For toe amputations, begin by locating joint line; incision commences just below this and over tibial border of extensor tendon extending with slight outward convexity downward and forward to interphalangeal crease on plantar surface. Denude and divide flexor tendon before disarticulating in manner described for other toes. Drain from upper end of incision and suture.

<Callout type="beginner" title="Basic Technique">Toe amputations involve careful identification of joint lines and precise incisions to minimize tissue damage.</Callout>

Total foot amputation involves shaping a long palmar flap by transGxion or cutting outward, suturing tendons to periosteum or fibrous tissues. Resect nerves and suture using drainage. If os calcis is diseased, Symes’ disarticulation at ankle joint with erosion of malleoli may be indicated.

<Callout type="gear" title="Essential Tools">For foot amputations, a saw for bone cutting and retractors to hold flaps are essential.</Callout>


Key Takeaways

  • Amputations at the shoulder require careful handling of blood vessels.
  • Disarticulating above the shoulder involves resection of clavicle and ligation of subclavian artery.
  • Toe amputations involve precise identification of joint lines for proper incision.

Practical Tips

  • Use retractors to hold flaps during disarticulation to maintain clear surgical field.
  • Clamp major blood vessels early in the procedure to control bleeding effectively.
  • Shape palmar flap carefully when performing total foot amputation.

Warnings & Risks

  • Amputations above shoulder are highly risky due to involvement of major arteries and veins.
  • Improper handling of nerves during disarticulation can lead to permanent loss of limb function.

Modern Application

While the surgical techniques described here have evolved significantly since 1915, understanding these historical methods provides valuable insights into emergency medical procedures. Modern survivalists can benefit from knowing how to control bleeding and manage tissue damage effectively in remote or disaster scenarios where advanced medical facilities are unavailable.

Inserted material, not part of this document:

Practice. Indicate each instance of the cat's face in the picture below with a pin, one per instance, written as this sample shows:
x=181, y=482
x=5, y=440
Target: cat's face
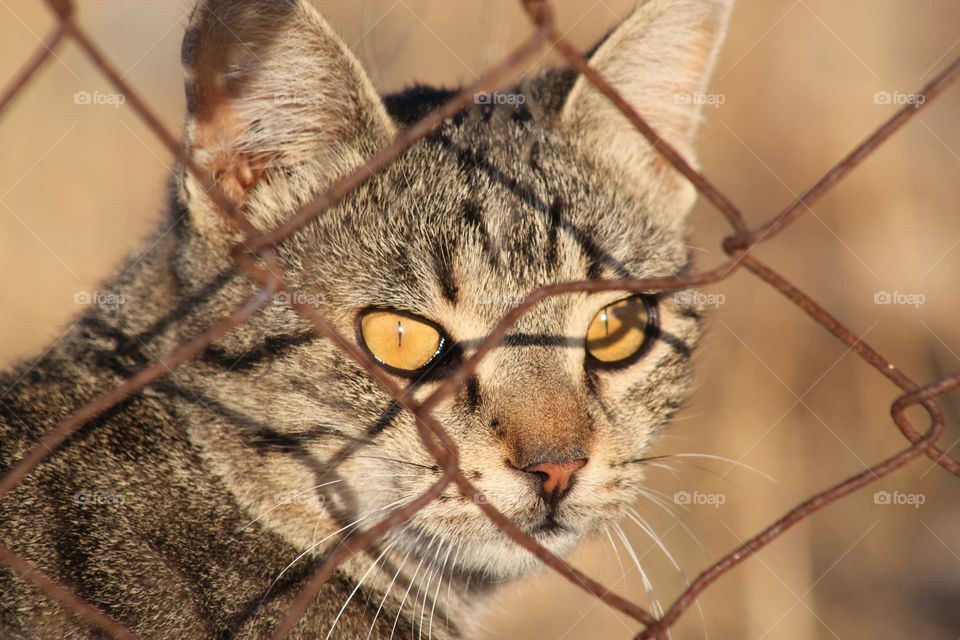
x=420, y=264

Frequently Asked Questions

Q: What is the first step in performing an amputation at the shoulder?

The patient should be positioned with their shoulder close to the edge of the table, elevated and turned away from the operator who stands on the outer side. The goal is exposure of the joint and disarticulation.

Q: How do you manage bleeding during a shoulder amputation?

Bleeding comes from the humeral branches of the acromio-thoracic and anterior circumflex arteries, which may be clamped to control hemorrhage effectively.

Q: What is the significance of preserving the posterior circumflex artery during a shoulder amputation?

Preserving the posterior circumflex artery in the deltoid flap helps maintain blood supply to the limb and reduces risk of tissue necrosis post-surgery.